4. Do Your Own Background Check

There is a treasure trove of information about you freely available to anyone who knows how to look for it. Do you own property? Are you licensed to carry a concealed weapon? Have you ever been late with your tax payments? Arrested? Divorced? In most states, that information is in the public record, and much of it is available online for a fee.

When an employer does a background check on you, this is the kind of stuff that turns up–so at the very least you want to make sure the information is accurate. Fortunately, you can request a free public records report from ChoicePoint. (You’ll have to print out a form and mail it along with copies of your driver’s license and proof of address.)
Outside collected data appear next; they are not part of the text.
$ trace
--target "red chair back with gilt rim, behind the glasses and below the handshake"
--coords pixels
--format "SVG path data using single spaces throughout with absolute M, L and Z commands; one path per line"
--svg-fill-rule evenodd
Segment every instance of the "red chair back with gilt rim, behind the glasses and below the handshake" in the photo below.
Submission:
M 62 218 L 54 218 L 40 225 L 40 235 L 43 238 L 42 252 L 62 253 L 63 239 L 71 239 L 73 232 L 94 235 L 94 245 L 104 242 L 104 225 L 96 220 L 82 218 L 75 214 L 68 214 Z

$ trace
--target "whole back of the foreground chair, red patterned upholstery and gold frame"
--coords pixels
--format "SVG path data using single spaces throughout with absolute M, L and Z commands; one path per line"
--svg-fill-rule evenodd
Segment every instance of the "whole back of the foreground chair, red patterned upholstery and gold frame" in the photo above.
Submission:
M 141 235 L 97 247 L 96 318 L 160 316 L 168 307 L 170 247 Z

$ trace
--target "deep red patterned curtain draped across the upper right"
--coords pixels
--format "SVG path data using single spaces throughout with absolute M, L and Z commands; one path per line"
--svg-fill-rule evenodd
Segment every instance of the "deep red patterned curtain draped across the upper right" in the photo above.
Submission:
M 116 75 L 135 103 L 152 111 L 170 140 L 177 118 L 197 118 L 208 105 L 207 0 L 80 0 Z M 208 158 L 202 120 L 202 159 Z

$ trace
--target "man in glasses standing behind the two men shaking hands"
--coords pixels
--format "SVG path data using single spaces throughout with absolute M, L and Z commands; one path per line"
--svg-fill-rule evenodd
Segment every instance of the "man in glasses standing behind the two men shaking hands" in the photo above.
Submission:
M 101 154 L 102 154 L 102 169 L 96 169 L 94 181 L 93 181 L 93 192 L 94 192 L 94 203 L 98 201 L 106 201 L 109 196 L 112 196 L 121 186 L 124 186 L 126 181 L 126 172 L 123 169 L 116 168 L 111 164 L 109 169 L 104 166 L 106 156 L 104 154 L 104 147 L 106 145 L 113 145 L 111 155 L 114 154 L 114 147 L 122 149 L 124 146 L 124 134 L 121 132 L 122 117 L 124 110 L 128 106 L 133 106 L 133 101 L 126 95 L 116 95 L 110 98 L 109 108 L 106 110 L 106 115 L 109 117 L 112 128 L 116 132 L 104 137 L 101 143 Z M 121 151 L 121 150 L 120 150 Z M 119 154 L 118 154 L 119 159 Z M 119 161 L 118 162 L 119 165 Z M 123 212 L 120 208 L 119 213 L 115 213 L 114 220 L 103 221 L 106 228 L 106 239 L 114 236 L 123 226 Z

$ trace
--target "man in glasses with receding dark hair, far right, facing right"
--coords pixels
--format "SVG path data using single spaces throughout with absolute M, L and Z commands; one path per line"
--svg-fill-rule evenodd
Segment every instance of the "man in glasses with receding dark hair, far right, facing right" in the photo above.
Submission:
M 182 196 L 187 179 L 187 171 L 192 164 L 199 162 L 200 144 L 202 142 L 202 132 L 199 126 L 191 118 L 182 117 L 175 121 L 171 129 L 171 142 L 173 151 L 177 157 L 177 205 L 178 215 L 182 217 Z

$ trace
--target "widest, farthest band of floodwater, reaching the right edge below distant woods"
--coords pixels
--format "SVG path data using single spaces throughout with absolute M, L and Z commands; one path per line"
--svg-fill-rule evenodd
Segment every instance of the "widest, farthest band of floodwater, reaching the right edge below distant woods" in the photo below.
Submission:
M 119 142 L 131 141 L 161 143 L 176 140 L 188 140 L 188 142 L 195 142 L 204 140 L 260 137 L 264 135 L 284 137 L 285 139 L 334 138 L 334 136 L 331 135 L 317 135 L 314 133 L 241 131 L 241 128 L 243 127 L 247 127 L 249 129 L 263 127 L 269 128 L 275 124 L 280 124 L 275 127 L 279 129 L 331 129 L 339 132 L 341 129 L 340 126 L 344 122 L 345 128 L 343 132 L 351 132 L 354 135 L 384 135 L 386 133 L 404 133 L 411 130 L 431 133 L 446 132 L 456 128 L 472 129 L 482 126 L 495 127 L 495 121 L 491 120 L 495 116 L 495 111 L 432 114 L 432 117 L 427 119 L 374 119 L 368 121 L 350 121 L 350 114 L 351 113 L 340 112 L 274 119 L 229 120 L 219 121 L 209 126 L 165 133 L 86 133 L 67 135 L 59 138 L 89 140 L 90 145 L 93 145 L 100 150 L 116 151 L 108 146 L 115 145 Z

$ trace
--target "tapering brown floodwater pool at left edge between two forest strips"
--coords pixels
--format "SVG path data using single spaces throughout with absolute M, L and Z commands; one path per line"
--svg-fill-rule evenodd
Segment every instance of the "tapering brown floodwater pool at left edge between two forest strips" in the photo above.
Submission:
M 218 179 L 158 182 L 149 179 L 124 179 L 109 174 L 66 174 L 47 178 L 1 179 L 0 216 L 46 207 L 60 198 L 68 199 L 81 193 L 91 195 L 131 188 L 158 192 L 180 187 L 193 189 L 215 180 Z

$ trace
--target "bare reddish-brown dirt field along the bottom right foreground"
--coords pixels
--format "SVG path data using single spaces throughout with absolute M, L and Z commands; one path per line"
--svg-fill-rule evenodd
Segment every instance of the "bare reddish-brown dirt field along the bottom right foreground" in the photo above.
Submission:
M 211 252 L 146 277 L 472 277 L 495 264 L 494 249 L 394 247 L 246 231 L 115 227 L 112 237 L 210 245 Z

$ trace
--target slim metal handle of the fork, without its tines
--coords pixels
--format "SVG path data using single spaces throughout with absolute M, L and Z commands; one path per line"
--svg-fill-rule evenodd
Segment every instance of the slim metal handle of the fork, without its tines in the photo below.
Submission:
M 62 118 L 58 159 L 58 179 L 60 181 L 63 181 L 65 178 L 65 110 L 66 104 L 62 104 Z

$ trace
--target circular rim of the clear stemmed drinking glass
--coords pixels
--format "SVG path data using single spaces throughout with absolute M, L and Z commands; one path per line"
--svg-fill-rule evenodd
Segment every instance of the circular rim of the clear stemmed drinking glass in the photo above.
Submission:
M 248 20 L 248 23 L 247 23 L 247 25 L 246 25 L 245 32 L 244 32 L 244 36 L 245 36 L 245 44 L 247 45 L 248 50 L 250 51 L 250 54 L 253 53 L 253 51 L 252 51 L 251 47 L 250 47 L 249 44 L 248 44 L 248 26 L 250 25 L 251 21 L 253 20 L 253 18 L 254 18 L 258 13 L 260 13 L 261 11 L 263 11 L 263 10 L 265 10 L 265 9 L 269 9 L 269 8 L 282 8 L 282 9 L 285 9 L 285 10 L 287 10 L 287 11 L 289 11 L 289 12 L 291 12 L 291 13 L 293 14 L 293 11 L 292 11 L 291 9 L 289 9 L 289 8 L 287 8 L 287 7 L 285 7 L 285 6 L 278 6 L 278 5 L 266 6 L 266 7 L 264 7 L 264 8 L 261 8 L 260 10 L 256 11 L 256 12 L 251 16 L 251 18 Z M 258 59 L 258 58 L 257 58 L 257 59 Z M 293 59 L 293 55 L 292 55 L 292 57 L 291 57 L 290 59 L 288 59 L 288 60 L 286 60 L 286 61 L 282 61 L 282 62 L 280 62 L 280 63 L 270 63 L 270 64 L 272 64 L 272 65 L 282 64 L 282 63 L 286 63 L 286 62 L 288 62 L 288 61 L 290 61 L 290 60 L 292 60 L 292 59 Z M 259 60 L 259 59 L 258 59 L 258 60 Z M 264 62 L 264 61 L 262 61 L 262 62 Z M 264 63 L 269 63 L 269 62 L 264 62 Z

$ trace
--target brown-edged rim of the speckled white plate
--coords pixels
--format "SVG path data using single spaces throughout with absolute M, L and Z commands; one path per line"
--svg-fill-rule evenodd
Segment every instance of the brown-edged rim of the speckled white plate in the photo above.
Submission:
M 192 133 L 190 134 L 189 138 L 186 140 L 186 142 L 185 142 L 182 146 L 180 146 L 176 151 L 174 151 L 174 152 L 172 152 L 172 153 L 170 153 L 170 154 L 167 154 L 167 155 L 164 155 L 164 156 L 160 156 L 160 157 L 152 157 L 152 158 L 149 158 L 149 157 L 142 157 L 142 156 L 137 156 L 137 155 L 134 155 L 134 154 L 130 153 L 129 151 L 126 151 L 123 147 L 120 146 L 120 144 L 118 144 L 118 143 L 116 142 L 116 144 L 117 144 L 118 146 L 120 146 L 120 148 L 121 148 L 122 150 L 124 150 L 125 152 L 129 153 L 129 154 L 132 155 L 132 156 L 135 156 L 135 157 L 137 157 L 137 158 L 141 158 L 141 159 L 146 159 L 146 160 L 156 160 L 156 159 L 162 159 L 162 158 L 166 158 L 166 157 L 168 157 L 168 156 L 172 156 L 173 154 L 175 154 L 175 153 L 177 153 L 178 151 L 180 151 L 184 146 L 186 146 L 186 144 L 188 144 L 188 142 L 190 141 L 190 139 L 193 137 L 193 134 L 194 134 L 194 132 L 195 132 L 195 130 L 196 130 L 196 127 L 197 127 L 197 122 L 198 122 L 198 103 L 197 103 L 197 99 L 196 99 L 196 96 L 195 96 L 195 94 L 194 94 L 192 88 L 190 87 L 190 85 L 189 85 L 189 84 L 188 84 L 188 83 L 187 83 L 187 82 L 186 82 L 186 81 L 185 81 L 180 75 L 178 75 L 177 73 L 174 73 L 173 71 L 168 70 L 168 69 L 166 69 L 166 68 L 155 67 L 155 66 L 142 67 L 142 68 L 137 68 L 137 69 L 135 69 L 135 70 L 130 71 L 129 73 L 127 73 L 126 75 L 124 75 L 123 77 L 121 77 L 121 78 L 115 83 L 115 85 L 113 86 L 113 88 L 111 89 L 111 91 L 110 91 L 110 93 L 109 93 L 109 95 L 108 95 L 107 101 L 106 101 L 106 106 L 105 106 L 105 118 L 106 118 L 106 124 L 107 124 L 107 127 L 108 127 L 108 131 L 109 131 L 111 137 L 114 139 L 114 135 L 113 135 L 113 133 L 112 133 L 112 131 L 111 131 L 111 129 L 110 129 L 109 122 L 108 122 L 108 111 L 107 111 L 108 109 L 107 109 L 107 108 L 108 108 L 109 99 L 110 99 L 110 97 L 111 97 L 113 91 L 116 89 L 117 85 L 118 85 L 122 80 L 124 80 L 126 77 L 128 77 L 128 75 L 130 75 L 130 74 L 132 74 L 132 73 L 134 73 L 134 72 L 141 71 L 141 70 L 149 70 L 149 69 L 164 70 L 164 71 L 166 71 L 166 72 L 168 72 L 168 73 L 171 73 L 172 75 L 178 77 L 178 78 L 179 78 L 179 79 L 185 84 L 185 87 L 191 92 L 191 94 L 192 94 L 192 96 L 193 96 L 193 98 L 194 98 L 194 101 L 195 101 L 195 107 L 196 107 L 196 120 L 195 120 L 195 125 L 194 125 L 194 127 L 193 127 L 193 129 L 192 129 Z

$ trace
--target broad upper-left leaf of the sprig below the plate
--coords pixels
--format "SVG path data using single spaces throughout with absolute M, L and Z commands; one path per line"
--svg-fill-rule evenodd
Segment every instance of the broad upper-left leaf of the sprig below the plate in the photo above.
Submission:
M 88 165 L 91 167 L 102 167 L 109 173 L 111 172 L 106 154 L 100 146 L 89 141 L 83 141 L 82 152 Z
While you’re at it, order your free annual report from the big three credit bureaus. This  information shows up when you try to open a new credit account, buy a cell phone, rent an apartment, or apply for a job, among other things.

Unfortunately, credit reports are notoriously inaccurate. A 2004 study by the U.S. Public Interest Research Group found that one in four reports contains an error serious enough to deny you credit or employment. So you’ll want to review and correct them as needed.

Just be careful who you order your report from. The vast majority of sites that advertise “free credit reports” try to trick you into signing up for credit monitoring services at $10 to $15 a month. The right place to go is AnnualCreditReport.com–or, better yet, call 877/322-8228 to order it by phone.

5. Defend Your Reputation

When it comes to online reputations, people are usually their own worst enemies. Those drunken spring break photos may have been a hoot in college, but they’re not so funny when you’re prepping for the big job interview.

(And if you think employers won’t find it, think again: 77 percent of recruiters use search engines to screen prospective job candidates, according to a survey by ExecuNet.)

You can delete your Flickr account or your MySpace page, but once this stuff is on the Web, you have no control over what happens to it. If you find nasty stuff floating around that’s not under your control, you may have to employ the nuclear option and hire someone to take care of it for you.

Some services, like DefendMyName, can cost $1000 a month; others are bit more reasonable. For $10 a month, Reputation Defender’s MyReputation service will scour the Net to find out what people are saying about you. If the service uncovers anything you can’t abide, you can pay Reputation Defender $30 to have it removed.

Reputation Defender starts by sending a letter politely asking the site to remove it. If the site refuses, the requests become increasingly less polite. But sometimes this process backfires. When Reputation Defender tried to erase news of one client’s arrest from Consumerist.com in January 2007, it spurred a spitting match in the blogosphere that only made matters worse.

And if the service can’t get the bad stuff taken down, it will try to bury it by posting positive items about you and making sure the good stuff shows up higher in Google searches (though that service costs extra). Overall, MyReputation has had good success in removing items from video and photo sharing sites, social networks, and online forums, but only moderate success with blogs, says co-founder Owen Tripp.

“Most clients never ask us to remove anything, they just use us as a professional monitoring service for their good names,” he says in an e-mail. “They think of our services as the ‘new credit report.'”

PC World contributing editor Dan Tynan has a terrible reputation, all of it richly deserved.